When you whitelist a domain in your VPN client, you instruct the software to exclude that website from its processes, which means splitting your traffic in two. Your device accesses whitelisted websites over the internet as normal, while other traffic undergoes encryption and routes through the VPN server. Whitelisting — or split tunneling — allows you to encrypt your most sensitive connections while maintaining speed in other areas.
VeePN’s Chrome browser extension allows you to whitelist websites for greater control over how your VPN behaves. Here’s how you can whitelist websites in VeePN:
- Sign up for VeePN
- Get the VeePN Chrome extension
- Launch the extension and click on the menu in the top left corner
- Go to Settings
- Scroll down to Exclude websites
- Choose websites you want to bypass when the VPN is on
Ideally, you should only whitelist domains that don’t store or require you to enter any private information. When using a VPN, your banking provider and other services that deal with sensitive data shouldn’t be on your whitelist without good reason.
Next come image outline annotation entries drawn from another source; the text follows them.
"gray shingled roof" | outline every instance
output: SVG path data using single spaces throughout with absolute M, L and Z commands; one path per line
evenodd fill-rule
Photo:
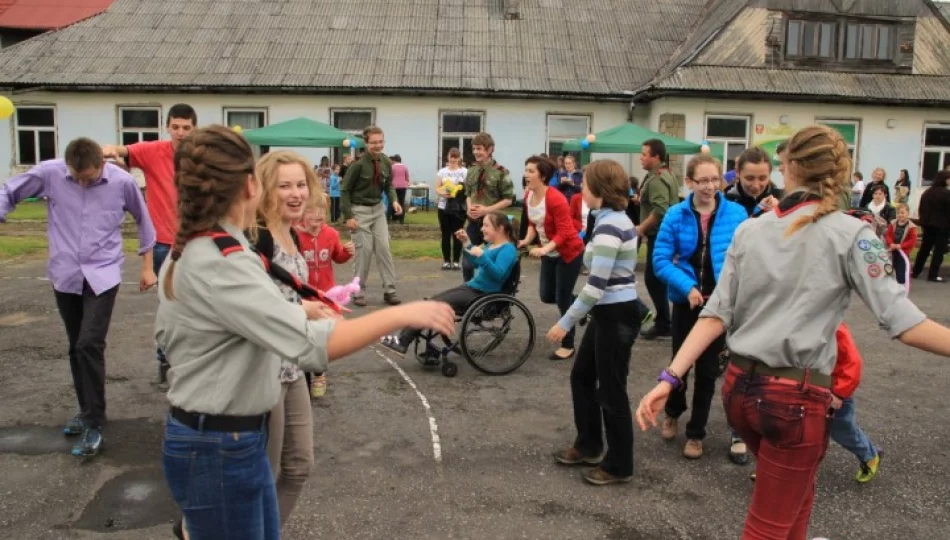
M 843 0 L 842 0 L 843 1 Z M 773 68 L 767 10 L 835 12 L 827 0 L 711 0 L 700 22 L 636 101 L 663 95 L 770 96 L 860 103 L 950 104 L 950 31 L 925 0 L 857 0 L 852 14 L 920 17 L 914 72 L 871 74 Z M 948 6 L 942 5 L 941 8 Z M 948 9 L 947 11 L 950 11 Z
M 0 52 L 0 85 L 621 98 L 705 0 L 117 0 Z M 671 23 L 675 21 L 675 23 Z

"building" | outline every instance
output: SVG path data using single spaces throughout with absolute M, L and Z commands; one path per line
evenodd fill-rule
M 890 181 L 950 164 L 950 23 L 931 0 L 116 0 L 0 51 L 0 87 L 19 111 L 0 121 L 10 173 L 82 135 L 162 137 L 178 102 L 246 129 L 376 123 L 425 181 L 480 130 L 517 175 L 627 120 L 727 163 L 819 121 Z

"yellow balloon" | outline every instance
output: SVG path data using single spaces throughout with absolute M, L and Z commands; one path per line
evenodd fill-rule
M 13 106 L 13 102 L 6 96 L 0 96 L 0 120 L 10 118 L 14 111 L 16 107 Z

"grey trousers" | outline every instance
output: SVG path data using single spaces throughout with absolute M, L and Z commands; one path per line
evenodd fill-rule
M 383 292 L 396 292 L 396 265 L 389 247 L 389 224 L 386 223 L 386 208 L 382 203 L 375 206 L 353 206 L 357 229 L 353 232 L 356 247 L 356 275 L 360 278 L 360 294 L 366 292 L 369 265 L 376 258 L 379 277 L 383 280 Z

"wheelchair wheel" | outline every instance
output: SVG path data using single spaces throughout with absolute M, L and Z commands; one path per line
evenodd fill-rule
M 505 375 L 531 356 L 535 332 L 527 306 L 513 296 L 492 294 L 479 298 L 465 311 L 459 345 L 462 356 L 475 369 Z

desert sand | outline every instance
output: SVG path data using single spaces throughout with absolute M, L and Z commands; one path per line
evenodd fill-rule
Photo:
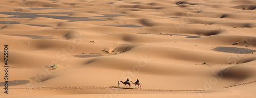
M 255 1 L 3 0 L 0 7 L 0 97 L 256 97 Z M 118 86 L 127 78 L 142 88 Z

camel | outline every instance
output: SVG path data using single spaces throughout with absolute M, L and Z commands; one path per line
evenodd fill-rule
M 139 85 L 139 87 L 138 87 L 138 88 L 139 88 L 139 87 L 140 87 L 140 88 L 141 88 L 141 85 L 140 84 L 140 82 L 134 82 L 134 83 L 133 83 L 133 81 L 131 81 L 131 82 L 132 82 L 132 83 L 133 83 L 134 85 L 135 85 L 135 88 L 136 88 L 136 85 Z
M 125 87 L 125 86 L 127 87 L 126 84 L 128 84 L 128 85 L 129 85 L 129 88 L 130 88 L 131 87 L 131 84 L 130 84 L 129 82 L 125 81 L 124 82 L 123 82 L 122 81 L 121 81 L 120 82 L 125 84 L 124 87 L 123 87 L 124 88 Z M 128 87 L 127 87 L 127 88 L 128 88 Z

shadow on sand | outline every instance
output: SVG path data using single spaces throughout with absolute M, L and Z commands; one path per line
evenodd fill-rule
M 134 88 L 123 88 L 123 87 L 117 87 L 117 86 L 110 86 L 109 87 L 110 88 L 119 88 L 119 89 L 134 89 Z

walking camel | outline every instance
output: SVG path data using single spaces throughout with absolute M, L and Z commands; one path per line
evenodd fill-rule
M 141 85 L 140 84 L 140 82 L 134 82 L 133 83 L 133 81 L 131 81 L 131 82 L 132 82 L 132 83 L 134 84 L 134 85 L 135 85 L 135 88 L 136 88 L 136 85 L 139 85 L 139 87 L 138 87 L 138 88 L 137 88 L 137 89 L 139 88 L 139 87 L 140 87 L 140 88 L 141 88 Z
M 123 88 L 125 88 L 125 86 L 127 87 L 126 84 L 128 84 L 128 85 L 129 85 L 129 88 L 130 88 L 131 87 L 131 84 L 130 84 L 130 82 L 129 81 L 125 81 L 124 82 L 123 82 L 122 81 L 121 81 L 120 82 L 125 84 L 124 87 Z M 127 87 L 127 88 L 128 88 L 128 87 Z

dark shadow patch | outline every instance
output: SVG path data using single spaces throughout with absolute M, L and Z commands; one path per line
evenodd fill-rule
M 213 50 L 219 52 L 235 54 L 250 54 L 254 52 L 256 52 L 255 50 L 228 47 L 218 47 Z
M 25 34 L 6 34 L 6 35 L 26 37 L 30 38 L 32 39 L 58 39 L 57 38 L 54 38 L 53 36 L 40 36 L 40 35 L 25 35 Z
M 57 8 L 29 8 L 28 9 L 29 9 L 29 10 L 45 10 L 45 9 L 57 9 Z M 59 9 L 59 8 L 58 8 L 58 9 Z
M 28 80 L 8 81 L 8 86 L 21 85 L 30 82 L 30 81 Z M 5 84 L 5 81 L 0 82 L 0 86 L 4 86 Z
M 117 87 L 117 86 L 110 86 L 109 87 L 111 88 L 120 88 L 120 89 L 123 88 L 123 87 Z
M 132 25 L 132 24 L 126 24 L 126 25 L 105 25 L 107 26 L 114 26 L 114 27 L 145 27 L 144 26 L 141 26 L 139 25 Z
M 15 15 L 15 16 L 5 17 L 2 18 L 34 18 L 36 17 L 45 17 L 53 18 L 60 20 L 67 20 L 68 22 L 73 21 L 106 21 L 103 19 L 91 19 L 89 17 L 118 17 L 125 16 L 124 15 L 120 14 L 105 14 L 104 16 L 95 16 L 95 17 L 72 17 L 66 16 L 54 16 L 54 15 L 38 15 L 39 14 L 71 14 L 73 13 L 20 13 L 13 12 L 1 12 L 0 14 L 9 15 Z
M 174 18 L 174 19 L 180 18 L 179 17 L 167 17 Z
M 18 21 L 0 21 L 0 24 L 19 24 L 20 22 Z
M 154 33 L 138 33 L 138 34 L 155 34 Z M 199 36 L 190 36 L 190 35 L 183 35 L 183 34 L 155 34 L 155 35 L 171 35 L 171 36 L 176 35 L 176 36 L 186 36 L 186 37 L 185 38 L 197 38 L 203 37 Z
M 225 17 L 226 17 L 227 15 L 222 15 L 220 18 L 225 18 Z
M 79 57 L 79 58 L 90 58 L 94 57 L 100 57 L 103 56 L 103 55 L 96 54 L 96 55 L 73 55 L 74 57 Z

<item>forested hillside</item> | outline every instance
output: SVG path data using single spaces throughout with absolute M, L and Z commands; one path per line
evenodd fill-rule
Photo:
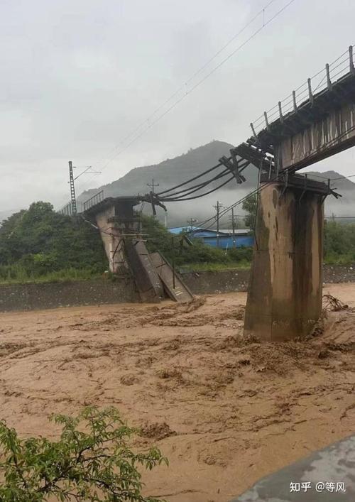
M 0 227 L 0 279 L 59 273 L 89 276 L 107 268 L 99 232 L 80 219 L 59 214 L 48 202 L 34 202 Z M 73 271 L 80 271 L 75 274 Z

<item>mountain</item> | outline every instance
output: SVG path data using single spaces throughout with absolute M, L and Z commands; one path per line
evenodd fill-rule
M 155 183 L 159 184 L 159 188 L 155 190 L 156 192 L 170 188 L 212 167 L 218 163 L 218 160 L 222 155 L 229 156 L 229 150 L 232 148 L 233 145 L 229 143 L 213 141 L 197 148 L 190 148 L 188 152 L 178 157 L 167 158 L 158 164 L 134 168 L 124 176 L 111 183 L 84 192 L 78 197 L 78 201 L 84 202 L 101 190 L 104 190 L 104 197 L 145 194 L 150 191 L 151 189 L 147 184 L 151 183 L 153 178 Z M 168 226 L 183 226 L 190 218 L 197 219 L 200 222 L 204 222 L 215 214 L 214 206 L 217 200 L 228 206 L 246 195 L 256 187 L 258 170 L 254 166 L 250 165 L 246 168 L 244 174 L 246 181 L 241 185 L 236 185 L 232 180 L 223 188 L 206 197 L 192 201 L 168 203 Z M 312 171 L 307 174 L 319 180 L 328 178 L 332 180 L 342 178 L 342 175 L 335 171 L 324 173 Z M 208 191 L 209 187 L 218 186 L 222 181 L 223 180 L 214 182 L 204 189 L 205 191 Z M 337 191 L 342 195 L 342 197 L 338 200 L 333 197 L 327 198 L 325 214 L 332 215 L 332 213 L 337 216 L 355 214 L 354 202 L 355 183 L 347 178 L 342 178 L 332 181 L 332 186 L 337 188 Z M 146 204 L 144 212 L 146 214 L 151 214 L 149 204 Z M 243 211 L 240 206 L 236 209 L 235 212 L 240 218 L 242 217 Z M 164 220 L 163 210 L 158 209 L 158 217 L 162 222 Z M 221 220 L 221 225 L 226 228 L 229 224 L 229 214 L 228 214 L 224 220 Z
M 153 178 L 155 183 L 159 183 L 159 188 L 155 189 L 158 192 L 179 185 L 215 165 L 222 155 L 230 156 L 229 150 L 232 148 L 234 146 L 229 143 L 211 141 L 197 148 L 190 148 L 188 152 L 178 157 L 167 158 L 166 160 L 158 164 L 135 168 L 111 183 L 84 192 L 78 200 L 80 202 L 84 202 L 101 190 L 104 190 L 104 197 L 146 194 L 151 190 L 147 184 L 151 183 Z M 221 170 L 217 170 L 216 172 L 221 172 Z M 246 181 L 242 185 L 236 185 L 234 181 L 231 181 L 222 189 L 210 195 L 193 201 L 168 203 L 167 204 L 168 225 L 170 227 L 184 225 L 187 219 L 192 217 L 202 222 L 211 216 L 214 211 L 212 206 L 216 204 L 217 199 L 228 205 L 244 197 L 256 187 L 258 170 L 254 166 L 249 165 L 243 174 Z M 208 176 L 201 178 L 202 180 L 207 179 Z M 217 187 L 224 180 L 224 178 L 214 182 L 206 187 L 204 191 Z M 151 214 L 148 204 L 146 207 L 145 212 Z M 163 221 L 163 212 L 158 209 L 158 212 L 159 219 Z
M 212 168 L 222 155 L 230 156 L 229 150 L 233 148 L 233 145 L 229 143 L 213 141 L 197 148 L 190 148 L 187 153 L 178 157 L 167 158 L 159 164 L 134 168 L 111 183 L 84 192 L 79 199 L 84 202 L 101 190 L 104 190 L 105 197 L 145 194 L 150 191 L 147 183 L 151 183 L 153 178 L 155 182 L 159 183 L 156 191 L 162 191 Z M 247 178 L 245 186 L 255 186 L 258 178 L 256 169 L 250 166 L 245 170 L 244 174 Z M 218 184 L 217 182 L 216 185 Z M 227 190 L 234 187 L 231 183 L 226 185 Z

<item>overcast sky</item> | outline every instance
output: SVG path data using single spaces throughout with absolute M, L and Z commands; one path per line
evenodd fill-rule
M 268 1 L 0 0 L 0 211 L 62 205 L 69 159 L 78 172 L 104 168 L 82 176 L 80 192 L 212 139 L 236 145 L 251 121 L 355 43 L 354 0 L 295 0 L 191 92 L 288 0 L 188 82 Z M 353 151 L 316 168 L 355 173 Z

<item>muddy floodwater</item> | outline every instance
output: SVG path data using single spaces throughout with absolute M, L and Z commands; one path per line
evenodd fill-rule
M 144 476 L 147 494 L 226 502 L 354 433 L 355 284 L 324 293 L 349 308 L 282 344 L 243 339 L 242 293 L 0 314 L 1 417 L 55 437 L 52 413 L 113 405 L 143 427 L 136 448 L 169 458 Z

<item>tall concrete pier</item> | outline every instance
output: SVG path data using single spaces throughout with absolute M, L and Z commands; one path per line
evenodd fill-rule
M 322 311 L 323 202 L 328 187 L 300 175 L 261 183 L 244 334 L 305 337 Z

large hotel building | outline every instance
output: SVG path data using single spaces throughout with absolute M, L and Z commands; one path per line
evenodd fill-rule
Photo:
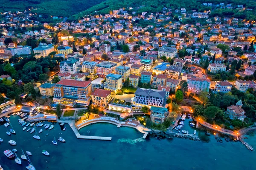
M 73 106 L 90 104 L 92 85 L 90 81 L 63 79 L 53 87 L 53 102 Z

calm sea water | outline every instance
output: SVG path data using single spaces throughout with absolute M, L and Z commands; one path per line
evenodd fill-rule
M 25 170 L 26 161 L 19 165 L 14 160 L 9 159 L 3 154 L 6 149 L 15 148 L 20 158 L 23 151 L 32 153 L 30 159 L 37 170 L 253 170 L 256 165 L 256 153 L 247 150 L 239 142 L 217 142 L 213 135 L 209 141 L 202 142 L 174 138 L 161 141 L 150 137 L 142 141 L 143 134 L 129 127 L 118 128 L 108 124 L 95 124 L 80 130 L 81 135 L 112 137 L 112 141 L 78 139 L 67 124 L 67 130 L 61 131 L 58 124 L 51 130 L 44 130 L 39 134 L 41 140 L 18 124 L 17 116 L 10 118 L 16 135 L 8 136 L 7 128 L 0 126 L 0 164 L 5 170 Z M 44 129 L 43 127 L 42 128 Z M 8 129 L 10 128 L 10 127 Z M 37 131 L 40 128 L 38 128 Z M 192 133 L 192 130 L 191 130 Z M 61 133 L 61 134 L 60 134 Z M 49 135 L 45 136 L 47 133 Z M 201 132 L 199 136 L 203 133 Z M 54 137 L 62 137 L 65 143 L 58 142 L 54 145 Z M 245 141 L 256 148 L 256 136 L 247 135 Z M 12 146 L 10 140 L 16 141 Z M 136 142 L 136 141 L 139 141 Z M 46 150 L 49 157 L 43 155 Z

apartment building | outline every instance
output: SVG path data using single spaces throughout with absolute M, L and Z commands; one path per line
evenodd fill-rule
M 105 78 L 109 74 L 115 72 L 117 64 L 108 61 L 103 61 L 96 65 L 96 74 L 102 78 Z
M 224 64 L 221 64 L 218 63 L 213 63 L 209 64 L 208 70 L 211 72 L 215 73 L 218 72 L 226 71 L 226 66 Z
M 152 72 L 143 71 L 141 72 L 140 82 L 142 83 L 150 83 L 152 80 Z
M 164 107 L 166 92 L 151 89 L 139 88 L 135 92 L 134 104 L 136 106 L 149 107 L 151 106 Z
M 90 104 L 92 86 L 90 81 L 63 79 L 53 87 L 54 103 L 73 107 Z
M 209 91 L 211 81 L 206 78 L 188 78 L 189 92 L 199 93 L 202 91 Z
M 92 93 L 91 97 L 93 99 L 93 105 L 99 106 L 105 109 L 111 101 L 111 91 L 101 89 L 96 89 Z
M 106 76 L 104 82 L 104 89 L 111 90 L 116 94 L 122 86 L 122 76 L 114 74 L 109 74 Z
M 60 70 L 61 73 L 68 72 L 71 74 L 77 72 L 77 66 L 79 65 L 79 60 L 73 57 L 69 58 L 67 60 L 60 63 Z
M 143 70 L 143 66 L 140 64 L 133 64 L 131 66 L 131 74 L 135 75 L 140 75 Z
M 130 67 L 125 66 L 118 66 L 116 68 L 116 74 L 122 75 L 123 81 L 127 80 L 130 75 Z
M 214 91 L 216 92 L 227 93 L 231 91 L 232 85 L 228 81 L 221 81 L 217 82 L 214 86 Z

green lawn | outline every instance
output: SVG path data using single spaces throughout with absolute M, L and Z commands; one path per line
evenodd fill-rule
M 66 110 L 63 116 L 73 116 L 75 113 L 75 110 Z
M 122 87 L 121 90 L 124 92 L 128 93 L 128 92 L 132 92 L 135 93 L 137 89 L 136 88 L 131 87 Z

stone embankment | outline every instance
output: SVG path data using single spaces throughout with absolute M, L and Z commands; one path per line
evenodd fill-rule
M 193 134 L 185 134 L 174 133 L 173 132 L 166 132 L 162 131 L 161 130 L 157 130 L 153 129 L 151 129 L 150 133 L 151 135 L 156 135 L 160 138 L 161 138 L 161 137 L 163 137 L 170 138 L 183 138 L 197 141 L 200 140 L 197 135 Z

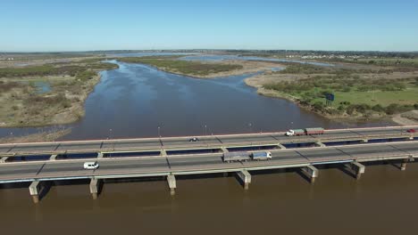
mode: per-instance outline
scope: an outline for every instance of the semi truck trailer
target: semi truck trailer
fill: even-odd
[[[310,135],[310,134],[323,134],[325,130],[322,127],[314,127],[305,129],[296,129],[288,130],[286,132],[287,136],[297,136],[297,135]]]
[[[270,151],[257,151],[257,152],[226,152],[223,154],[223,162],[243,162],[249,160],[270,160],[272,153]]]

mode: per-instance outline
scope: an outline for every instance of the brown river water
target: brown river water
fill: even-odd
[[[347,126],[255,93],[247,76],[198,80],[144,65],[103,73],[86,117],[65,140],[278,131]],[[382,126],[375,123],[364,126]],[[205,126],[205,127],[204,127]],[[2,128],[0,135],[37,128]],[[54,182],[38,205],[28,183],[0,185],[3,234],[416,234],[418,165],[367,166],[360,181],[322,168],[314,184],[293,170],[111,181],[93,200],[88,182]]]

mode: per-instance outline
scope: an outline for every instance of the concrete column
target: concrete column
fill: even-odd
[[[280,150],[286,150],[286,147],[281,143],[278,143],[277,146],[279,146],[279,148],[280,148]]]
[[[310,178],[311,182],[315,182],[315,178],[318,177],[319,170],[314,166],[302,167],[302,171]]]
[[[327,147],[325,144],[320,142],[315,142],[315,144],[318,145],[319,147]]]
[[[0,163],[4,163],[7,161],[7,159],[9,158],[9,157],[3,157],[0,158]]]
[[[224,153],[230,151],[230,150],[228,150],[228,149],[225,148],[225,147],[222,147],[221,150],[222,150]]]
[[[248,190],[248,186],[251,182],[251,174],[247,170],[242,170],[240,172],[237,172],[238,176],[242,182],[244,186],[244,190]]]
[[[406,160],[401,163],[400,169],[401,171],[406,170]]]
[[[365,166],[364,165],[358,163],[358,162],[352,162],[351,163],[351,169],[355,171],[355,179],[360,180],[363,174],[364,174]]]
[[[91,179],[90,181],[90,193],[93,199],[97,199],[98,192],[99,192],[99,186],[100,186],[101,180],[100,179]]]
[[[29,185],[29,193],[32,196],[32,200],[34,203],[39,202],[39,192],[41,190],[41,183],[38,181],[34,181]]]
[[[177,185],[176,185],[176,177],[174,177],[174,174],[170,174],[169,175],[167,175],[167,182],[170,188],[170,195],[172,196],[176,194]]]

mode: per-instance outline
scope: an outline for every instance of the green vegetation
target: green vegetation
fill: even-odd
[[[264,85],[291,96],[316,111],[330,115],[392,115],[418,109],[418,77],[364,79],[358,75],[315,76],[292,82]],[[325,94],[334,93],[332,107],[326,107]]]
[[[118,65],[101,60],[0,69],[0,126],[70,123],[84,115],[83,103],[99,81],[98,71]],[[51,91],[40,93],[35,81]]]
[[[313,64],[302,64],[302,63],[281,63],[286,65],[286,69],[276,71],[278,74],[336,74],[339,76],[352,75],[359,73],[375,73],[375,74],[390,74],[393,73],[393,69],[346,69],[341,67],[326,67],[318,66]]]
[[[176,60],[178,57],[179,56],[126,57],[118,60],[130,63],[144,63],[169,72],[197,77],[228,72],[243,68],[241,65],[236,64],[203,63]]]
[[[88,64],[71,65],[39,65],[21,68],[0,69],[0,77],[21,77],[35,76],[75,76],[88,69],[106,70],[117,69],[118,65],[113,63],[92,62]]]

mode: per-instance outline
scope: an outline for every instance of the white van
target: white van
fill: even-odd
[[[98,168],[97,162],[85,162],[84,163],[84,169],[86,170],[96,170]]]

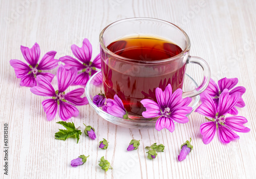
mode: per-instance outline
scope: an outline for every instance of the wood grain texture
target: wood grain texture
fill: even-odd
[[[0,1],[0,166],[7,178],[252,178],[256,174],[256,4],[244,1]],[[246,88],[246,106],[240,115],[251,129],[239,133],[240,140],[228,145],[216,137],[204,145],[200,133],[204,117],[193,113],[185,124],[166,130],[132,129],[112,124],[98,116],[89,105],[78,106],[72,118],[76,126],[94,126],[95,141],[84,135],[78,143],[54,139],[60,125],[56,117],[48,121],[41,101],[29,88],[19,86],[10,59],[25,60],[20,45],[37,42],[41,57],[51,50],[56,58],[73,56],[70,46],[91,41],[94,57],[99,52],[99,34],[115,20],[131,17],[152,17],[177,24],[191,41],[190,54],[208,63],[212,78],[237,77]],[[200,71],[187,73],[200,80]],[[53,73],[56,73],[56,70]],[[200,81],[199,81],[200,82]],[[4,175],[4,124],[9,124],[9,175]],[[194,150],[182,162],[177,161],[180,145],[189,137]],[[110,141],[106,150],[99,149],[102,138]],[[141,140],[137,151],[127,152],[131,139]],[[157,142],[165,146],[156,160],[146,158],[145,147]],[[70,166],[80,154],[90,155],[83,165]],[[114,168],[106,172],[98,165],[102,156]]]

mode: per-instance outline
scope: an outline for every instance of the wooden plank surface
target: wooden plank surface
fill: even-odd
[[[253,178],[256,174],[256,4],[244,1],[0,1],[0,164],[4,178]],[[190,54],[208,63],[212,78],[237,77],[246,88],[246,106],[240,115],[251,129],[239,133],[240,139],[228,145],[217,137],[204,145],[200,133],[204,117],[193,113],[185,124],[166,130],[132,129],[118,126],[99,117],[89,105],[78,106],[79,116],[70,121],[76,126],[93,126],[97,138],[84,135],[78,143],[54,139],[60,127],[56,117],[48,121],[41,104],[29,87],[19,86],[9,60],[25,60],[20,46],[37,42],[41,57],[55,50],[57,58],[73,55],[72,44],[91,41],[93,56],[99,51],[99,34],[115,20],[132,17],[152,17],[176,24],[189,35]],[[187,72],[199,79],[193,66]],[[53,73],[56,73],[56,70]],[[9,125],[8,176],[4,174],[4,124]],[[189,137],[194,150],[182,162],[177,161],[180,145]],[[98,148],[105,138],[106,150]],[[126,151],[131,139],[141,140],[137,151]],[[144,147],[157,142],[165,152],[151,161]],[[70,166],[80,154],[90,155],[83,165]],[[114,168],[106,172],[98,165],[104,156]]]

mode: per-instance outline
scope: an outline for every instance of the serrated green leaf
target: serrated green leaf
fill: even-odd
[[[59,121],[57,122],[63,126],[67,130],[59,129],[59,131],[55,133],[55,139],[65,141],[70,137],[74,137],[77,139],[77,143],[80,139],[80,135],[82,134],[80,130],[78,130],[75,127],[74,123],[67,122],[65,121]]]

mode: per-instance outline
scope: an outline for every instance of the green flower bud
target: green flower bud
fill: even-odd
[[[147,153],[147,159],[154,159],[157,155],[157,151],[155,149],[148,150]]]

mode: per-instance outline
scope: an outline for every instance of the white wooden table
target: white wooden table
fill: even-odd
[[[0,1],[0,176],[4,178],[252,178],[256,174],[256,3],[251,1]],[[54,139],[61,127],[58,116],[48,121],[41,101],[45,97],[19,86],[10,65],[12,59],[25,62],[20,46],[40,46],[41,57],[51,50],[57,58],[73,55],[70,46],[81,46],[87,37],[93,56],[99,51],[99,34],[110,23],[131,17],[166,20],[182,28],[191,41],[190,54],[206,59],[216,80],[237,77],[246,88],[246,106],[240,115],[251,129],[228,145],[217,136],[204,145],[200,133],[204,117],[193,113],[185,124],[167,130],[132,129],[112,124],[99,117],[89,105],[78,106],[79,115],[69,121],[76,126],[90,124],[95,141],[84,134],[78,144],[69,139]],[[56,70],[53,71],[56,73]],[[189,69],[197,78],[200,71]],[[198,77],[199,78],[199,77]],[[8,175],[4,174],[4,124],[9,125]],[[189,137],[194,149],[179,162],[180,145]],[[102,138],[106,150],[98,147]],[[132,139],[140,140],[138,150],[126,151]],[[165,146],[156,159],[148,160],[145,147],[155,142]],[[90,155],[83,165],[70,166],[80,154]],[[98,166],[104,156],[113,170]]]

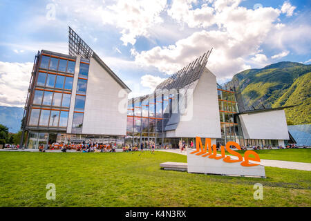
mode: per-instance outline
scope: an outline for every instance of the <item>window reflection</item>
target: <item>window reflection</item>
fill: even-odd
[[[50,112],[49,126],[57,126],[59,117],[59,111],[52,110]]]
[[[50,106],[52,103],[52,97],[53,95],[53,92],[50,91],[44,91],[44,98],[42,103],[42,105],[48,105]]]
[[[46,86],[54,88],[54,86],[55,84],[55,75],[48,75],[48,78],[46,79]]]
[[[57,70],[57,66],[58,66],[58,59],[51,57],[50,61],[50,69]]]
[[[55,88],[63,88],[64,81],[65,81],[65,77],[61,76],[61,75],[57,75],[57,77],[56,77]]]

You may, however, want to whitelist particular streaming sites and other services that require a lot of bandwidth to function well. In most cases, you’ll have to decide if the risk is worth the reward when excluding a domain from the protection of your VPN.
Whitelisting is extreme but effective
When device or network security is critical, whitelisting may be the best option for keeping you or your organization safe. If you do decide to create a whitelist, being practical is important. The potential for lost productivity is massive if you don’t make a list that’s fair, balanced, and allows for the right amount of freedom.